As the first author (and the senior author) I am wholly responsible for any errors in the paper, including errors of attribution. I apologize first to our readers, and second to Dr. Altes, whose contributions are significant and are of continuing value.
Charles Kerber M.D.
Conflict of Interest:
A model is not just any model
I read with interest the paper by Kerber, et al. entitled "1-Hexyl n- cyanoacrylate compound (Neucrylate_AN), a new berry aneurysm treatment. II. Rabbit implant studies: technique and histology." (1) As suggested by the title, the paper focuses on the preclinical evaluation of a new device in a rabbit model. However, the references and discussion are misleading and may well confuse researchers intending to reproduce the authors' experiments.
The model used in the paper by Kerber, et al. is the widely-applied, elastase-induced aneurysm model originally published by Altes, et al (2). This simple model uses intraluminal elastase incubation to covert a preexisting arterial lumen, the right common carotid artery, into an aneurysmal stump. However, the methods of the paper by Kerber, et al. (1) reference a completely distinct and different model published by Miscolizik, et al (3). That latter model used extraluminal elastase applied to arterial bifurcations, with resultant aneurysms forming acutely but no chronic experiments described. Thus, readers of the paper by Kerber, et al. should be advised that the periadventitial model of Miskolczi, et al. was not, in fact utilized.
Further, the authors go on to note in their discussion that "In 1998, Miskolczi, et al. developed a rabbit aneurysm model that provided a close to ideal testing milieu for endovascular, particularly intra-arterial, devices." In fact, I am unable to find a single study that has used that the model of Miskolczi, et al. to test any device. Finally, Kerber, et al. write that "An extensive literature has accumulated since Miskolczi's original paper- a literature describing device behaviors and a wall response to the introduction of foreign devices." The "extensive literature" again has nothing to do with the paper by Miscolczi, but rather describes work done using the elastase-induced model of Altes, et al.
Clarity and precision are essential aspects of all medical literature, both clinical and preclinical. Accurate references to animal models will speed development of devices for the benefit of patients suffering from intracranial aneurysms.
1. Kerber CW, Pakbaz RS, Hasteh F, et al. 1-Hexyl n-cyanoacrylate compound (Neucrylate™ AN), a new berry aneurysm treatment. II. Rabbit implant studies: technique and histology. J Neurointerv Surg. 2012 Jan 1;4(1):50-7. Epub 2011 Jun 8.
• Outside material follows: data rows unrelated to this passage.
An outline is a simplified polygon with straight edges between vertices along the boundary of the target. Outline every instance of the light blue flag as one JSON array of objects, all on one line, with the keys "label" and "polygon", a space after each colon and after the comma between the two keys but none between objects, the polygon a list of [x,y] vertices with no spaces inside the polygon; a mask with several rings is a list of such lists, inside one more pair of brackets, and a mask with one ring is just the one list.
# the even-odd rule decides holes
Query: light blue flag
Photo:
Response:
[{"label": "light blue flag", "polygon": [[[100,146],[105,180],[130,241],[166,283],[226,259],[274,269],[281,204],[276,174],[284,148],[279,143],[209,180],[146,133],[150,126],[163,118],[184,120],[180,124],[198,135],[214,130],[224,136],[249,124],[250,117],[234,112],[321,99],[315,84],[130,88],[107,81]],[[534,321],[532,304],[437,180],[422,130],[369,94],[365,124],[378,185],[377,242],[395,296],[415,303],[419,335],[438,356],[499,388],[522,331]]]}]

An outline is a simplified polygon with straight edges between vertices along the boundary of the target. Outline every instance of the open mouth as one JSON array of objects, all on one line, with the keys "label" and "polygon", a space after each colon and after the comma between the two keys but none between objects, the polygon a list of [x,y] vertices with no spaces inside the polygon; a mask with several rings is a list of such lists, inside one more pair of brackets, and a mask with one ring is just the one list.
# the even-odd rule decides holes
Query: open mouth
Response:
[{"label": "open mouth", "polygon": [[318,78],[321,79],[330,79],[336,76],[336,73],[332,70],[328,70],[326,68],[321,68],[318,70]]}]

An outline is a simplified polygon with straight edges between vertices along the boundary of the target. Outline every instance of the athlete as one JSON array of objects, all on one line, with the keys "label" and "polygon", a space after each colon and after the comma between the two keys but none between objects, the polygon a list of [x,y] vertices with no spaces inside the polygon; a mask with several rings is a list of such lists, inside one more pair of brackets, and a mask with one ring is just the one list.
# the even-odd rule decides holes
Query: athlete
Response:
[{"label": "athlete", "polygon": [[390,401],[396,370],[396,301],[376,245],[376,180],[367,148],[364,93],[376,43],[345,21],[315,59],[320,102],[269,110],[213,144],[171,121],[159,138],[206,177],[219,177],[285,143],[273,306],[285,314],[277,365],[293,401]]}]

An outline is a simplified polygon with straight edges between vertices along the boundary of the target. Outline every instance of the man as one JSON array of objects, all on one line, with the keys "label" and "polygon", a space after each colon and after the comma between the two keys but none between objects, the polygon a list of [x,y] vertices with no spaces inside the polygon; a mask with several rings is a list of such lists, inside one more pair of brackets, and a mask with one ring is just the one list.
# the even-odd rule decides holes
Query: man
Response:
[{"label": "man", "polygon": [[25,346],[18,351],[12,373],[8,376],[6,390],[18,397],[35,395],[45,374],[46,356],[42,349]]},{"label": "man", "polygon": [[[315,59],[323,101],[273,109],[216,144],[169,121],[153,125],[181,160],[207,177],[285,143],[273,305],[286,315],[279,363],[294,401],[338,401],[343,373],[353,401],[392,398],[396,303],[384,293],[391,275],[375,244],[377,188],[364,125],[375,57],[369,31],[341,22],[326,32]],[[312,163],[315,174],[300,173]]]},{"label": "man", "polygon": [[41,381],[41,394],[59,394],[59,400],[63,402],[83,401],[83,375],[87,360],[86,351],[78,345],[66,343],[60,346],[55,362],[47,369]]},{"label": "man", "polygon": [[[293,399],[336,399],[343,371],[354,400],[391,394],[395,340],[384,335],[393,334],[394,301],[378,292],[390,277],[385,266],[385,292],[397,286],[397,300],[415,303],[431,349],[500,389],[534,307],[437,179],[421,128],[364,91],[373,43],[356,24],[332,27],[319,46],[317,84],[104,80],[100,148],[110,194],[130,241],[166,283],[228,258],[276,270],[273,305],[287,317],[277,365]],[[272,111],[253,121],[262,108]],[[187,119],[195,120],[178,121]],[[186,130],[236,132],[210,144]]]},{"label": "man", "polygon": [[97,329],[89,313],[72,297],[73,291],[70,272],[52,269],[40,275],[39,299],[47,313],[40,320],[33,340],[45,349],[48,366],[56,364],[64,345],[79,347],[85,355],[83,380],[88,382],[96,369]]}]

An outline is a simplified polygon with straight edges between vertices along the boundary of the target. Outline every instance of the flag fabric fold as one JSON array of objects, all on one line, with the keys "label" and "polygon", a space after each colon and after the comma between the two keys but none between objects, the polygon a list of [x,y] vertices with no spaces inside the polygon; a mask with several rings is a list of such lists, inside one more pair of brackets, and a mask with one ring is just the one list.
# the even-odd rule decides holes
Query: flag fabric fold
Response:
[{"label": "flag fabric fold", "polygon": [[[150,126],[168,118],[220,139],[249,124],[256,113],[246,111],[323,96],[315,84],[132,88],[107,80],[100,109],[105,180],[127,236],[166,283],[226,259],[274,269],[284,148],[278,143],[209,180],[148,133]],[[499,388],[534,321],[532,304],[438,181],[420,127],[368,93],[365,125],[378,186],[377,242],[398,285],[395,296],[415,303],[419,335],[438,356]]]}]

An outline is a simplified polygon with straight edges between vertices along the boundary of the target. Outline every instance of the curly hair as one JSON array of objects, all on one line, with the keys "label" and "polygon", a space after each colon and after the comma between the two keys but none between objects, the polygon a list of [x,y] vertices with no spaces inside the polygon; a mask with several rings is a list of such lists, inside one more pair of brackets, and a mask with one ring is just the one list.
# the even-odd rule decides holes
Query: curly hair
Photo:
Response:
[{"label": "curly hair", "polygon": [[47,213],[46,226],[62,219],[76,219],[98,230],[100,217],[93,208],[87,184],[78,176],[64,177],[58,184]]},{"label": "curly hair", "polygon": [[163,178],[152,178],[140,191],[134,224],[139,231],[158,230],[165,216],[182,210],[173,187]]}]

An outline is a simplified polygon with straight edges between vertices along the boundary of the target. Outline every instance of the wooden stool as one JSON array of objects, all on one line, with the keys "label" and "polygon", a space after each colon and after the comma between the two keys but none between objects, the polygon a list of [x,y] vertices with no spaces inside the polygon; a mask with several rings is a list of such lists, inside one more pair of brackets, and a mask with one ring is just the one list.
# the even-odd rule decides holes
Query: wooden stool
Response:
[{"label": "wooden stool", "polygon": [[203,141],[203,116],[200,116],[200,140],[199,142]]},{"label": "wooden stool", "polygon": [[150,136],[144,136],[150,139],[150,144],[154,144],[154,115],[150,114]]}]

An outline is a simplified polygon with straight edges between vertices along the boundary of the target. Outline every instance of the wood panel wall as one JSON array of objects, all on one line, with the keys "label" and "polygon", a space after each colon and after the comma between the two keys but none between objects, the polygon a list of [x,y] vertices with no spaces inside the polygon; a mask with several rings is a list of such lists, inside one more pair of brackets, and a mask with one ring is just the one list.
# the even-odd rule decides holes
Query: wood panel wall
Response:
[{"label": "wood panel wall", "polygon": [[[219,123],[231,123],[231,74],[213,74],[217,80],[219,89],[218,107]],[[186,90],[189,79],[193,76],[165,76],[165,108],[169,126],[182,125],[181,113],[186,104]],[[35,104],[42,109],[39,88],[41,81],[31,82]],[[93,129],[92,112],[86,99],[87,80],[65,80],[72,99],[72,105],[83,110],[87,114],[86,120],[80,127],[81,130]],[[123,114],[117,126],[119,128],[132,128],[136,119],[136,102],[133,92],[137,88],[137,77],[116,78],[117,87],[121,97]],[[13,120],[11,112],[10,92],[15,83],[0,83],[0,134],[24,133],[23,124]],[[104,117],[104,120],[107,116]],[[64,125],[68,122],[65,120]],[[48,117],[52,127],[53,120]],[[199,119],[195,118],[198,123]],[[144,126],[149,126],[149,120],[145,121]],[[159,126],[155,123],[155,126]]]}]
2. Altes TA, Cloft HJ, Short JG, et al.. 1999 ARRS Executive Council Award. Creation of saccular aneurysms in the rabbit: a model suitable for testing endovascular devices. American Roentgen Ray Society. AJR Am J Roentgenol. 2000 Feb;174(2):349-54.
3. Miskolczi L, Guterman LR, Flaherty JD, et al. Saccular aneurysm induction by elastase digestion of the arterial wall: a new animal model. Neurosurgery. 1998 Sep;43(3):595-600; discussion 600-1.
Conflict of Interest:
Dr. Kallmes receives research support from MicroVention, Micrus, Penumbra, NFocus, Sequent, and eV3.